Author here, I wanted to track how much time I spend on certain feature branches. Existing solutions either asked me to create yet another online account or required me activate/deactivate timers manually. When your internet is connection is flaky or you forget a timer once any estimations instantly become useless. I wanted something that was automatic and 100% offline, so this weekend I created “Timeglass”. It uses file monitoring and git hooks to make sure you’ll never forget to start or stop your timer ever again. Let me know what you think!
Though this will catch the obvious cases where you should be billing but aren't while actively writing code, what about doing research or reading?
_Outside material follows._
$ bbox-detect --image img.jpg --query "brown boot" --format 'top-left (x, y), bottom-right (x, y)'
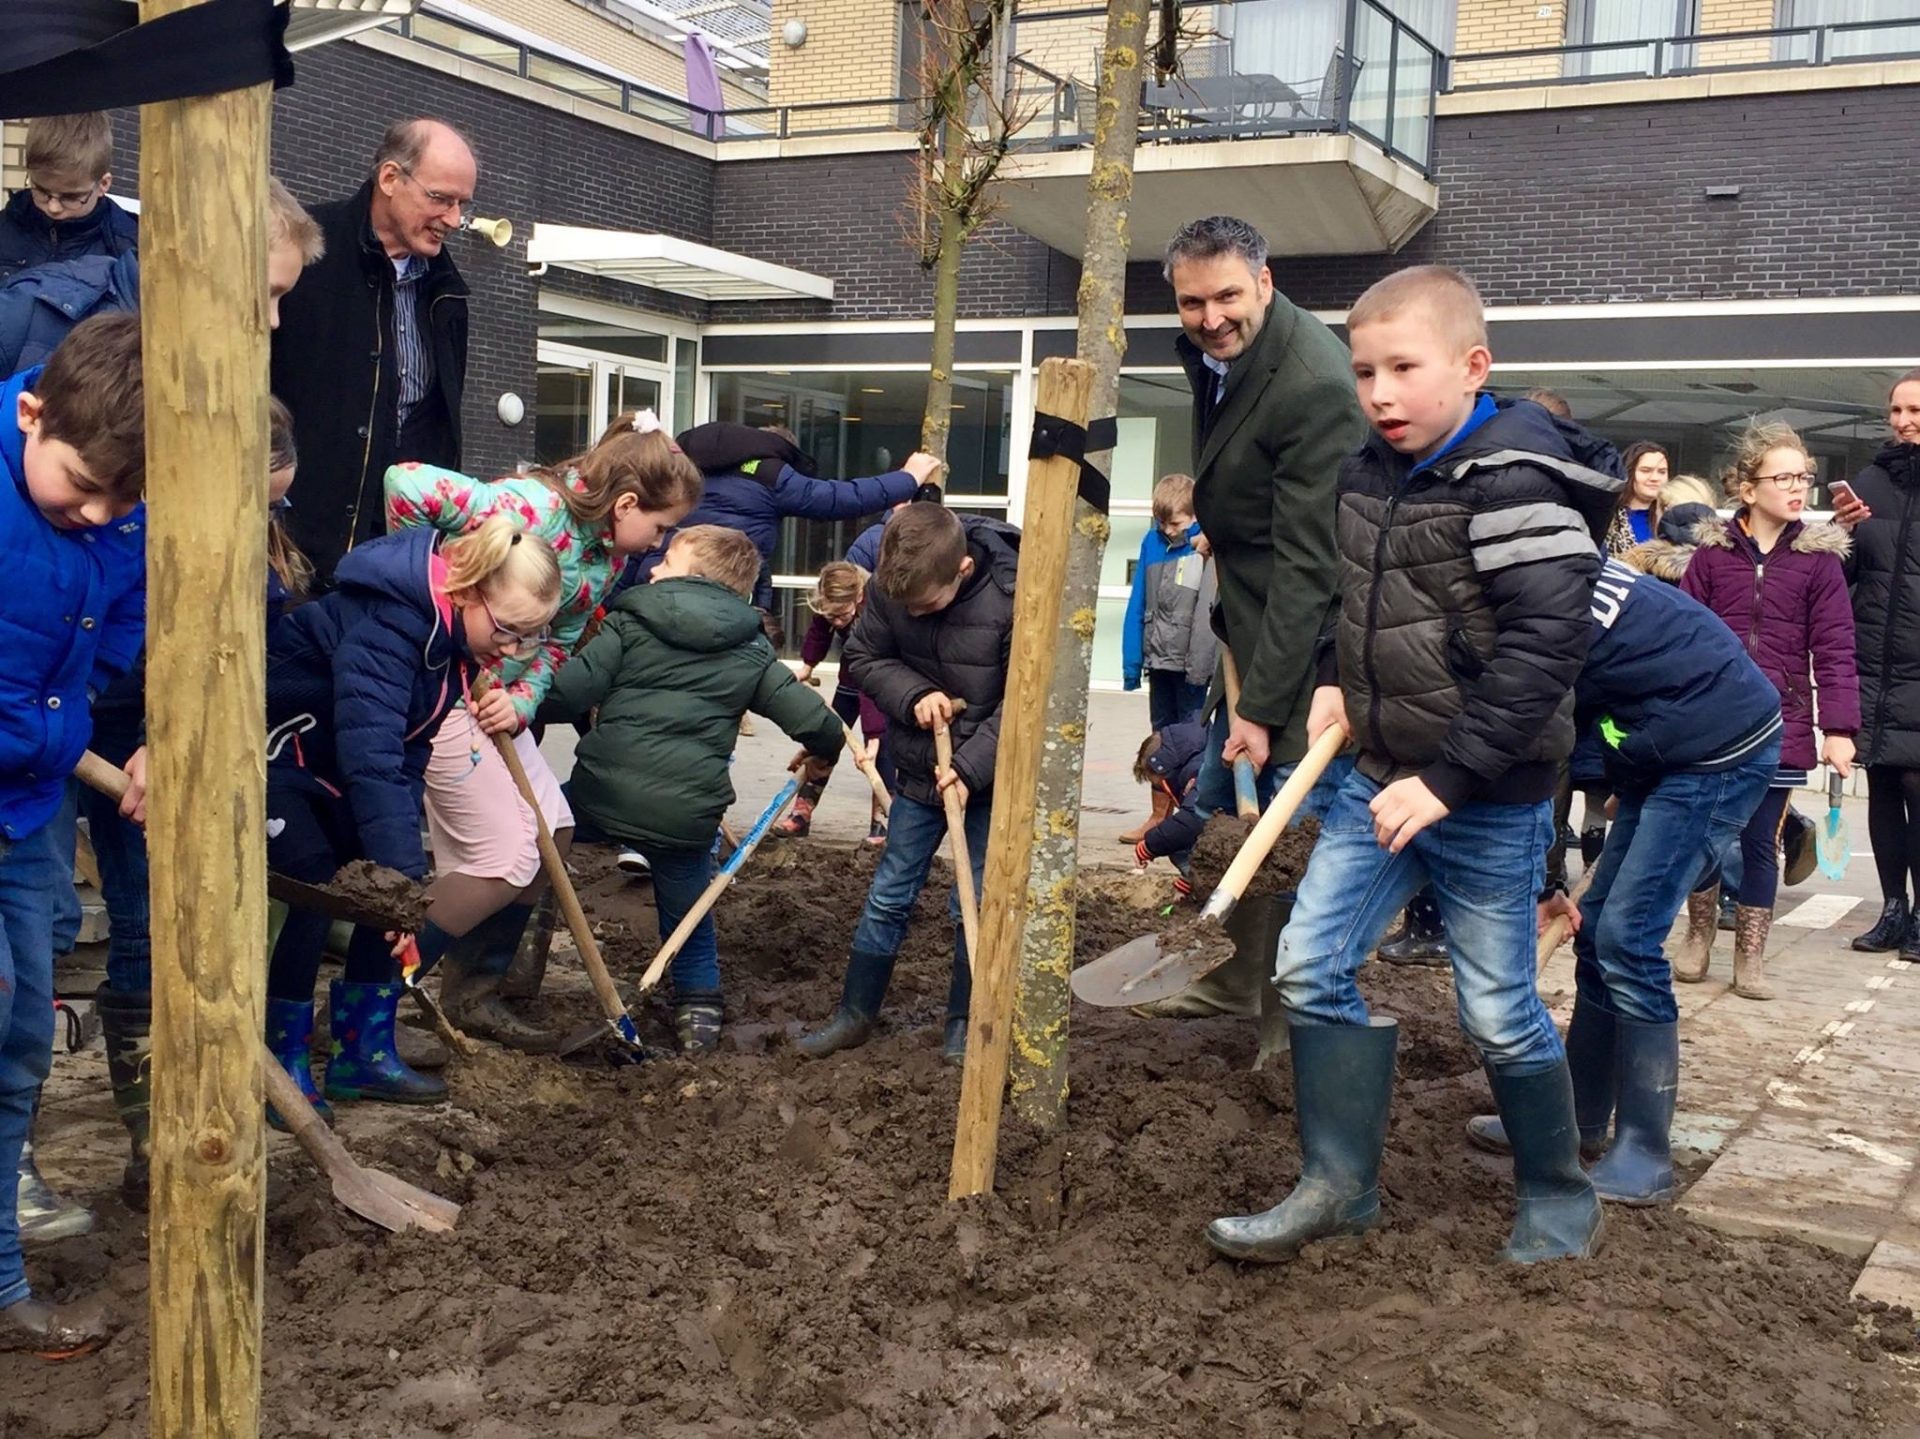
top-left (1119, 787), bottom-right (1173, 846)
top-left (1732, 905), bottom-right (1774, 1001)
top-left (1672, 885), bottom-right (1719, 984)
Or code reviews? In a sufficiently complicated codebase, it might be the case that you're reading and thinking a lot longer than you're actively writing…
It is pretty neat to see the time spent actively writing each commit, though, and the file monitoring provides a better check than just looking at the delta between timestamps, so bravo for that!
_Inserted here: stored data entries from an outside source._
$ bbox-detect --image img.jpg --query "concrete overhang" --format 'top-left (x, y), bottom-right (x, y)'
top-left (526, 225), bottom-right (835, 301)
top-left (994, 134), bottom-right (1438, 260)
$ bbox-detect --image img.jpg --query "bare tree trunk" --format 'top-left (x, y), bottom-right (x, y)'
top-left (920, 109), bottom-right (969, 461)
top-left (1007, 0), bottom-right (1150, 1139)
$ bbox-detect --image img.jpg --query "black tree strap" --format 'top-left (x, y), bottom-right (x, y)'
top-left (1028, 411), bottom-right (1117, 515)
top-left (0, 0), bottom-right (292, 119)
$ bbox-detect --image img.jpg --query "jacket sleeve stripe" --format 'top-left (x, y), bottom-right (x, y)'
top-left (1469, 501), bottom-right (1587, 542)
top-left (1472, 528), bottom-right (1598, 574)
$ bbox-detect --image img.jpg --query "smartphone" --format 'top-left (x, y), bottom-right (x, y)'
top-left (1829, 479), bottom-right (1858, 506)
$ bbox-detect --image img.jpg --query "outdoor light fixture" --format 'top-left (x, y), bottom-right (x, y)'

I use a fully automated timetracking tool called WakaTime. It also tracks only active coding. But it solves the issue you're talking about quite well by having this kind of chart on the dashboard: http://i.imgur.com/k6prAmk.png
It's easy to see when you started, and when you took a break.
Of course this won't solve "today I only researched" (although web plugins are in the pipeline: https://wakatime.com/download)
Disclaimer, not affiliated. Just a long time user.
Yes agreed, such measurements are outside the scope. It doesn't tell: "I spent 1h developing this feature" but rather: "I spend 1h writing the code that embodies this feature". It is data for the developer's side, to give him/her the insight he needs on code creation, and is not - in its current form - usable for the project manager.